At the same time, while there was definitely going to be some info aggregation (mapping a whole year’s worth of data to a single day), it seemed fairly reasonable that different transit patterns occurred at different parts of the day, and I wanted to capture this as well. I was also curious if travel patterns changed much according to the month and plotted for this, and in hindsight should have also tested for differences in the day of the week.

Check-in distributions over hours per day for mostly every other month. Data was available from April 2012 to February 2013, and average check-ins were calculated by the hour across all days in the month.

Overall, it seemed okay to just find the average usage per hour, aggregated over every day in the year.

Regarding the movement problem again, one idea that seemed kind of cool involved thinking of each stop along a line as a state in a Markov chain. Accordingly, a transition matrix could define the probability given a current station / state of moving to the next station / state. Since each station has at most two neighbors, we’d have a rather sparse matrix, expecting most values to be zero.

For implementation, I decided to be subway line-specific, constructing a set of transition matrices

$$\bf Q_L = {Q_{L_0}, Q_{L_1}, \ldots, Q_{L_{23}}}$$

where each set represented a single line $L$ and each element pertained to the transit distribution according to a specific hour in the day (only military time here). In terms of calculating these actual transition matrices, a first thought was that we could assume that the actual empirical ratios of check-ins at each station compared to all check-ins amounted to the stationary distribution for a specific hour and line, so we’d just need to think of a way to derive the transition matrix from its stationary distribution. While this sounded cool and analytic at first, I realized that this would most likely be underspecified, and even if I could come up with some constraints, googling things and trying to be clever like “how to solve for $A$ given a known eigenvector and eigenvalue $=1$” was unfruitful to the point that I thought maybe it was a dumb question (rip forgetting linear algebra).

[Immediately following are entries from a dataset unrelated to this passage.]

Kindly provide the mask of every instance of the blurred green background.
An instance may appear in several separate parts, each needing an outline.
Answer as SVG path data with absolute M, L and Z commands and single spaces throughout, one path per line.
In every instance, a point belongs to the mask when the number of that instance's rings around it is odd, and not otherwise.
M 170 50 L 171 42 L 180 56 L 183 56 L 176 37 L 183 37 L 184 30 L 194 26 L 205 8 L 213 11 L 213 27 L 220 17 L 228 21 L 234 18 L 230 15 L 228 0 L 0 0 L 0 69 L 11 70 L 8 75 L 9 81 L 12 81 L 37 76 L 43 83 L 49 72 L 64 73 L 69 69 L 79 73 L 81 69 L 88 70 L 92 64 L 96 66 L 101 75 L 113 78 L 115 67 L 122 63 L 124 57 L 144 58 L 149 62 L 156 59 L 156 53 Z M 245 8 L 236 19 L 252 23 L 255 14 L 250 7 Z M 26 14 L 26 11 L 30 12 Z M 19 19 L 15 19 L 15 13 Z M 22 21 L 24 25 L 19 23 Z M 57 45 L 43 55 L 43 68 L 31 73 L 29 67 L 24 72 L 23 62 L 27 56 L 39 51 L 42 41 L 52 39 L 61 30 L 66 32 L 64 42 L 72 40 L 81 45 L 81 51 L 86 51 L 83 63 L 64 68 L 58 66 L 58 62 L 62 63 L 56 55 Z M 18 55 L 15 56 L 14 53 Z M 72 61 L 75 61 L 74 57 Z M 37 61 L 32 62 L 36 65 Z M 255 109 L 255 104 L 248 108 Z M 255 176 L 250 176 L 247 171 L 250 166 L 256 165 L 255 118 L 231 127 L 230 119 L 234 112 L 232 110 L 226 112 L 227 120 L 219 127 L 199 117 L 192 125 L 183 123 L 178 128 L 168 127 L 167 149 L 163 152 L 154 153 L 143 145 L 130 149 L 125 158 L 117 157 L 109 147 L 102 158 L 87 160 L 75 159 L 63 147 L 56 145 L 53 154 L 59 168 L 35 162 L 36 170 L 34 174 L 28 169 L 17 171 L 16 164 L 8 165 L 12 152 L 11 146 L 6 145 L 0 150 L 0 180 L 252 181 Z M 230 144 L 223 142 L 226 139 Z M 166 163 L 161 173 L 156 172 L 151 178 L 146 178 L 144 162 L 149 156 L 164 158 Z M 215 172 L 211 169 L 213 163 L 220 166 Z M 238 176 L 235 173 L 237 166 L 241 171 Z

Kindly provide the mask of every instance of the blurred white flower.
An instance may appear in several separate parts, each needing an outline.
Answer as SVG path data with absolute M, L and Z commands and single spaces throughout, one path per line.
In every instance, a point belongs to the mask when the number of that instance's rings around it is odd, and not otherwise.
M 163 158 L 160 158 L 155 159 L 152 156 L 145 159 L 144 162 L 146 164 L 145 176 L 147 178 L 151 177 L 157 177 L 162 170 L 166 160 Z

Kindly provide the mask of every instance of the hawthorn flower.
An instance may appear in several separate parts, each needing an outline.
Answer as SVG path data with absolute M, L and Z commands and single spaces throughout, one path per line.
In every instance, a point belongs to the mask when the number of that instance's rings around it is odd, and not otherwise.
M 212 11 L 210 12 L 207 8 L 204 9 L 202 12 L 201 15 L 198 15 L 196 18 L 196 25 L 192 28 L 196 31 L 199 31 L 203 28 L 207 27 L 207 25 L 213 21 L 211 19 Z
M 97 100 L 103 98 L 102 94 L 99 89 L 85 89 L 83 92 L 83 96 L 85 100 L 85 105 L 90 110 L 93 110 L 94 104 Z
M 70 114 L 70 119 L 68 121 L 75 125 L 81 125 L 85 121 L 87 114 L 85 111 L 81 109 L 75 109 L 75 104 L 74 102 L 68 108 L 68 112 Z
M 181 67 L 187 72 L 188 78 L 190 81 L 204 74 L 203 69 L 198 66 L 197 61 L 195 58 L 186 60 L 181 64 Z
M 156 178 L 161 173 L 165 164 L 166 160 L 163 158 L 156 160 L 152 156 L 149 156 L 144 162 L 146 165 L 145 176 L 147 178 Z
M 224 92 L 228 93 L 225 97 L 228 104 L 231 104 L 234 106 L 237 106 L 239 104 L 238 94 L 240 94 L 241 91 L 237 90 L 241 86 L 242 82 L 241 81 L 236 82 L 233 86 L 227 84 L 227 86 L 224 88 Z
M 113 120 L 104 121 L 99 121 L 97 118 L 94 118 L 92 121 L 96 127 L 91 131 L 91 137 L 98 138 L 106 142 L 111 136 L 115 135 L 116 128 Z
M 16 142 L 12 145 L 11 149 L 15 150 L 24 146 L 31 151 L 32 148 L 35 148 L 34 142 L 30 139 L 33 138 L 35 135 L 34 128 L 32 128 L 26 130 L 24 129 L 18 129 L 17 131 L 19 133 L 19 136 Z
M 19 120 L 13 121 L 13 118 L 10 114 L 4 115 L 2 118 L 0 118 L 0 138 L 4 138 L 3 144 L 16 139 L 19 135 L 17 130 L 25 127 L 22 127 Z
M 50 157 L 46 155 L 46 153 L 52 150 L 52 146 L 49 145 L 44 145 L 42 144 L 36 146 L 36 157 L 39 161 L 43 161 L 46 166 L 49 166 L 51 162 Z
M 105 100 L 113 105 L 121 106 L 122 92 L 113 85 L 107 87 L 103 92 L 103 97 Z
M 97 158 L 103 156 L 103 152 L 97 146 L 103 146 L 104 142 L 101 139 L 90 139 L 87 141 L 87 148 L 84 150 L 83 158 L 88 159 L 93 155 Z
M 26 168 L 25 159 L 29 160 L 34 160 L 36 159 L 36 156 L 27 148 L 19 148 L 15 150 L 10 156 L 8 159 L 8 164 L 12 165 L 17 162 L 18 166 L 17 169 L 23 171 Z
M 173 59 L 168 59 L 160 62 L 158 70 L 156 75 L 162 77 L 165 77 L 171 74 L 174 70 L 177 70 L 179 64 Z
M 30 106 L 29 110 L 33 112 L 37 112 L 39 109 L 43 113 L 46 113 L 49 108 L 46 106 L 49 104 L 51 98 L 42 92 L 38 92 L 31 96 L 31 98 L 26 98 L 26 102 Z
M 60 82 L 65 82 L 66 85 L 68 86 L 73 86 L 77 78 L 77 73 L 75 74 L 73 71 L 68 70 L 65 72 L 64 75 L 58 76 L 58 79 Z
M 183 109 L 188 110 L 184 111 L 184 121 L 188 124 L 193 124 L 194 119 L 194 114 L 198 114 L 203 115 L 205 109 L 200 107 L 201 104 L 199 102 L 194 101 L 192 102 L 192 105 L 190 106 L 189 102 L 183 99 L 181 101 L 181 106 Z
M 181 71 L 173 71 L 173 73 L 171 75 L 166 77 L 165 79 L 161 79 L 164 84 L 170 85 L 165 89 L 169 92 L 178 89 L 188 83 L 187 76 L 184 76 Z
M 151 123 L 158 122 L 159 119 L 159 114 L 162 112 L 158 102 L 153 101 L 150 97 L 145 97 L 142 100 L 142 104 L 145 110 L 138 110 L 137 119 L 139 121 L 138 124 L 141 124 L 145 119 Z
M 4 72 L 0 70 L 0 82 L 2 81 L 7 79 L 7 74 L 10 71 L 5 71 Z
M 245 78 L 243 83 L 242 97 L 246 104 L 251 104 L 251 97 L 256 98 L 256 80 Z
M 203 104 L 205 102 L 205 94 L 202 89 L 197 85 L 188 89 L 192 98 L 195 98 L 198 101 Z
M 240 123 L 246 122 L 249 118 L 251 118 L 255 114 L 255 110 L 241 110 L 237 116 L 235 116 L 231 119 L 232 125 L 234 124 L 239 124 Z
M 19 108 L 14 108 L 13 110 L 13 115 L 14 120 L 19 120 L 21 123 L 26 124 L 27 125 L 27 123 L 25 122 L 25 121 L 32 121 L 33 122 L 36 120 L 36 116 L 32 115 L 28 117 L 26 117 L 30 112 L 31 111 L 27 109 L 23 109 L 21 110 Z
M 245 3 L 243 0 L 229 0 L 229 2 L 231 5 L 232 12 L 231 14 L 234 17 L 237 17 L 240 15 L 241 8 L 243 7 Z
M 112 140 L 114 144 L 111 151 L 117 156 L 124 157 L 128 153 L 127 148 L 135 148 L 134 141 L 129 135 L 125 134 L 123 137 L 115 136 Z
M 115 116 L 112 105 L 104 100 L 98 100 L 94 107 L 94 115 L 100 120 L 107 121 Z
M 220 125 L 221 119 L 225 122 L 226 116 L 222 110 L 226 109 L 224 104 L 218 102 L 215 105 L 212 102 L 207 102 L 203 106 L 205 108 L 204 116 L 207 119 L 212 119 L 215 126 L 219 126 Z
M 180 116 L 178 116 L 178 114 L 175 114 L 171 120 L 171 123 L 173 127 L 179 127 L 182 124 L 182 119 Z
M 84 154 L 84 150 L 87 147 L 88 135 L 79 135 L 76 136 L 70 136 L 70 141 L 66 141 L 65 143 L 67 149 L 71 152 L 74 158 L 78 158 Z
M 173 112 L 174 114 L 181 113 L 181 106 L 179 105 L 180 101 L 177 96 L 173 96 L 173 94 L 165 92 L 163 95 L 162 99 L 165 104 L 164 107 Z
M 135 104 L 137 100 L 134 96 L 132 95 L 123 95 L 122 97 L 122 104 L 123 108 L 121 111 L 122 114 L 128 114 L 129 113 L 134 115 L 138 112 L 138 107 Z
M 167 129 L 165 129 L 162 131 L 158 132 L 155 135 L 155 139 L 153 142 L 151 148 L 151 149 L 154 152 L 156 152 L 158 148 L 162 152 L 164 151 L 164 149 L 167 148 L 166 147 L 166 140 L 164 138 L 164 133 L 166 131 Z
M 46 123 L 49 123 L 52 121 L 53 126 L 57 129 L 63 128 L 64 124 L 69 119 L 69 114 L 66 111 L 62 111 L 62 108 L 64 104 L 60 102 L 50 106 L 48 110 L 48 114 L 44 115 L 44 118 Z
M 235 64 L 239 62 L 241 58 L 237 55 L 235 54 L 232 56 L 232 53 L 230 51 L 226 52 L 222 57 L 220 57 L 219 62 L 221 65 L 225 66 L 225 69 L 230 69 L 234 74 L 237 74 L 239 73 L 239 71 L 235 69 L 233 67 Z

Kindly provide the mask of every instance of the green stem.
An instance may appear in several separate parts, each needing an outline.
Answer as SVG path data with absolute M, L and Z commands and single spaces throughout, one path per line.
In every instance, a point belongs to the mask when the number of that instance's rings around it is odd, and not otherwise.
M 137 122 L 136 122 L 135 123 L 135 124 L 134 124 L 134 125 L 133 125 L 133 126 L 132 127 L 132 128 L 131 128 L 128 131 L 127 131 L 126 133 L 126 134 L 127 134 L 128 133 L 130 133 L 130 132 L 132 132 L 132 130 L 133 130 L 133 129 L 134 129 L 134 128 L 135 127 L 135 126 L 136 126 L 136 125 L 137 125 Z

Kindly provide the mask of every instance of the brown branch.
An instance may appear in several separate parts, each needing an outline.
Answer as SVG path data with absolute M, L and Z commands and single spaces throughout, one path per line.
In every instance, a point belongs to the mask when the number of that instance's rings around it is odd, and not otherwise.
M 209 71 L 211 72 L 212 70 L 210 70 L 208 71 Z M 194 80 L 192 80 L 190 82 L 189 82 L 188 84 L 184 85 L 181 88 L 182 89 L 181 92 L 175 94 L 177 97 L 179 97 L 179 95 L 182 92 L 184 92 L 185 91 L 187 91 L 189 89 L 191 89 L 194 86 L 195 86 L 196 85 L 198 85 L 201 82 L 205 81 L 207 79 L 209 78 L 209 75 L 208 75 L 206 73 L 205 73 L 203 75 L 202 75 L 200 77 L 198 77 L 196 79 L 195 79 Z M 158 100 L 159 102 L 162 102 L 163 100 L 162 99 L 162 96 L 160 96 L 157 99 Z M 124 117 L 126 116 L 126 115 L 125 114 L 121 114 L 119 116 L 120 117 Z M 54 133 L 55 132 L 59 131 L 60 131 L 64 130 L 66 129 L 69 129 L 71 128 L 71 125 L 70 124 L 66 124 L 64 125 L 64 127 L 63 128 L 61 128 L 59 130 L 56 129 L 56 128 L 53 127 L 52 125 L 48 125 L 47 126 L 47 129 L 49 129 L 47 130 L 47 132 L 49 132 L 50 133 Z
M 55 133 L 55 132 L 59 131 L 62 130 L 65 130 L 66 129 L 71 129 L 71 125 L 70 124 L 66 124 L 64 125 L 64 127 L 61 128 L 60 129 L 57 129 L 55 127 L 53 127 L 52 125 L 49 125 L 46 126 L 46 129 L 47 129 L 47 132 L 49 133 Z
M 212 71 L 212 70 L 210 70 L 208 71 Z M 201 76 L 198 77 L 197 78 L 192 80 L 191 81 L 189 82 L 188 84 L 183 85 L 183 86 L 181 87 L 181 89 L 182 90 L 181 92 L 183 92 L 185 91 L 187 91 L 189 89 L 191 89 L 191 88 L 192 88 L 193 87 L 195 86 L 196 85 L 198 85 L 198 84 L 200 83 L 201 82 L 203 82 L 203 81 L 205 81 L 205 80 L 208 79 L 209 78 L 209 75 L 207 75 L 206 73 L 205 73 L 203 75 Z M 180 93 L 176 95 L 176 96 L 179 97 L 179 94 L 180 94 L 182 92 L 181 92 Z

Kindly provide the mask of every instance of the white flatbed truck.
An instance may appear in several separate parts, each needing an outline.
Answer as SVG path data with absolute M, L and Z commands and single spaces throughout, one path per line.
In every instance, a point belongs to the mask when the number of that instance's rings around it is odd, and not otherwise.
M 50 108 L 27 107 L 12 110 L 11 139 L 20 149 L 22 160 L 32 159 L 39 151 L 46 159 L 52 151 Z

At the end of the day I settled for a simple ratio-based test, which might not even be legal, but has some merit along the lines of an MLE approach to estimating transition probabilities directly. Given a subway line but independent of a check-in station, compute the sample probability of the neighboring station in one direction and the neighboring station in the other direction, based on all occurrences of check-ins at those stations. We’re not finding the estimates of moving to that station starting from another station directly, because we don’t have those numbers, but rather assume that how often someone checks in at a station $s_1$ at any time after a check-in at a neighboring station $s_2$, reasonably approximates the chances of someone coming from a neighboring station $s_2$ choosing to go there, at least compared to the same calculation for an alternative when passengers at $s_2$ can either go to stations $s_1$ or $s_3$.

In slightly more formal notation, the dots in the app move based on transition matrices

$ \begin{pmatrix} p_{11}\bf I_{11} & p_{12}\bf I_{12} & \ldots
\vdots & \ddots &
p_{K1}\bf I_{K1} & & p_{KK}\bf I_{12} \end{pmatrix} $

for line $L$ and hour $h$, with $L$ having $K$ station stops, $p_{mn}$ being the transition probability from station $m$ to $n$, and $\bf I_{mn}$ being the indicator for if $m$ and $n$ are neighbors.

And that’s it. These empirical probabilities were saved as JSON node and link values according to popular D3 paradigms. From here the majority of the actual front-end design was figured out through other examples, and there are probably many other tutorials out there that can explain things better on that end :).

Check out the visualization here, and code available here.


  1. GPS gives you the direction of the path from a satellite view, but from your perspective unless there are obvious landmarks you usually need to walk a bit and then note where you’ve moved from the birds-eye view to see if you’ve gone in the right direction. It’d be great if one could just immediately tell if they needed to turn around.